One of the happiest memories of summer for me is shopping with my mother for the latest lawn prints. Summers here are so unbearable that one is not left with any fabric options to keep your skin breathing other than lawn. There was a time when one could easily purchase the length of material required for a shirt shalwar and dupatta within the attainable sum of, would you believe, 300 to 500 rupees. Lawn was considered, rightly so, an essential and a necessity for the scorching months of summer. Each year prices for a suit rose by at least 200 rupees but even that was bearable. Not to forget that this fabric doesn't do well with washing and hardly lasts longer than one season of sweat absorbing. Before the ugly monster we all now know as 'exhibitions' reared it's useless head lawn suits went for a maximum of 800 rupees.

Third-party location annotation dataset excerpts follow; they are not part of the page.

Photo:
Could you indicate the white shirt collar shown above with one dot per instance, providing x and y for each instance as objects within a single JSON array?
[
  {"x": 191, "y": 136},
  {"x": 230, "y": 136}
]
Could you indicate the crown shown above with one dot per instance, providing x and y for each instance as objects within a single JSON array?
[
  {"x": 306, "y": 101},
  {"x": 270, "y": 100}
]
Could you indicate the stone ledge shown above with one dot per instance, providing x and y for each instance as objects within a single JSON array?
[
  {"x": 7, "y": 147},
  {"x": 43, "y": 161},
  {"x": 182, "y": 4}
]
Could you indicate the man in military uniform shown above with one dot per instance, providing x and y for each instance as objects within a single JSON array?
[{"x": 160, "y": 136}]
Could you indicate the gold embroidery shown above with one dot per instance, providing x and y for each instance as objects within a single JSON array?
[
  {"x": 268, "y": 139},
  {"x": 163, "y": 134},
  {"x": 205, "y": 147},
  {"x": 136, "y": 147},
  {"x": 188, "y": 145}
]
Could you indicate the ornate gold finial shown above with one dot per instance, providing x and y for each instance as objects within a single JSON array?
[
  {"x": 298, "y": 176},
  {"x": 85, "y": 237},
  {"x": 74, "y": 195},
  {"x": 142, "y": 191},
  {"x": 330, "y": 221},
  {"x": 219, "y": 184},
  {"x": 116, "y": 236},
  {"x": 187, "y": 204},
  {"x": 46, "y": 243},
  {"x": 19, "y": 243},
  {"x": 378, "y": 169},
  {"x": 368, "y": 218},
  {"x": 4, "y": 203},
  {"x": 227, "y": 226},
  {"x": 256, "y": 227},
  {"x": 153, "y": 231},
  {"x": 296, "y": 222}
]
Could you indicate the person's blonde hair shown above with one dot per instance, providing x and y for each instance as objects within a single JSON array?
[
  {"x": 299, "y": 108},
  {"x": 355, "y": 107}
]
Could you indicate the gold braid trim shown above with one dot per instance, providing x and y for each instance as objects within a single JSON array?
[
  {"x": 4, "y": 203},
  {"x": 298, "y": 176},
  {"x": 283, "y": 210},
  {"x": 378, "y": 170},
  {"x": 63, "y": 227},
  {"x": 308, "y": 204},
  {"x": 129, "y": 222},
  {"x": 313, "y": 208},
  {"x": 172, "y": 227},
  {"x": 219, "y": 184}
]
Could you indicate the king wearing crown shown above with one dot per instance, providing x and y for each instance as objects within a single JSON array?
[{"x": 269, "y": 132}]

In one fell swoop the 'backyard' designers, as I like to refer to them, aided by the marketing fronts provided by their supermodel friends turned this fabric for the masses into an item of luxury, their prices touching the levels of an outfit made from silk or chiffon. As is the case with everything in our country the bandwagon was thronged and designers of minimum to maximum repute jumped aboard. Now all your see are thick thighed, paunchy, gaudy, bleached, bejeweled, ladies that need something new to blow their husband's/boyfriend's/uncle's money on. They are seen swarming these dos and hoarding the material like the sacks of sugar that are hoarded to hike the price. Not to forget that nowadays the prices range from 2000 to 8000 rupees per suit. But the rich of this country have proved that just eating citizens taxes doesn't satisfy them anymore.They would like to out do each other not only in terms of the number of maids they can hire but buy each other out at the expense of the economy. The working class is also party to this madness and here's reminding them that each time you spend 7000 rupees one a single attire you could have made seven of the same had you used your consumer discretion and not risen the demand for a fabric that is not even acceptable at a formal do.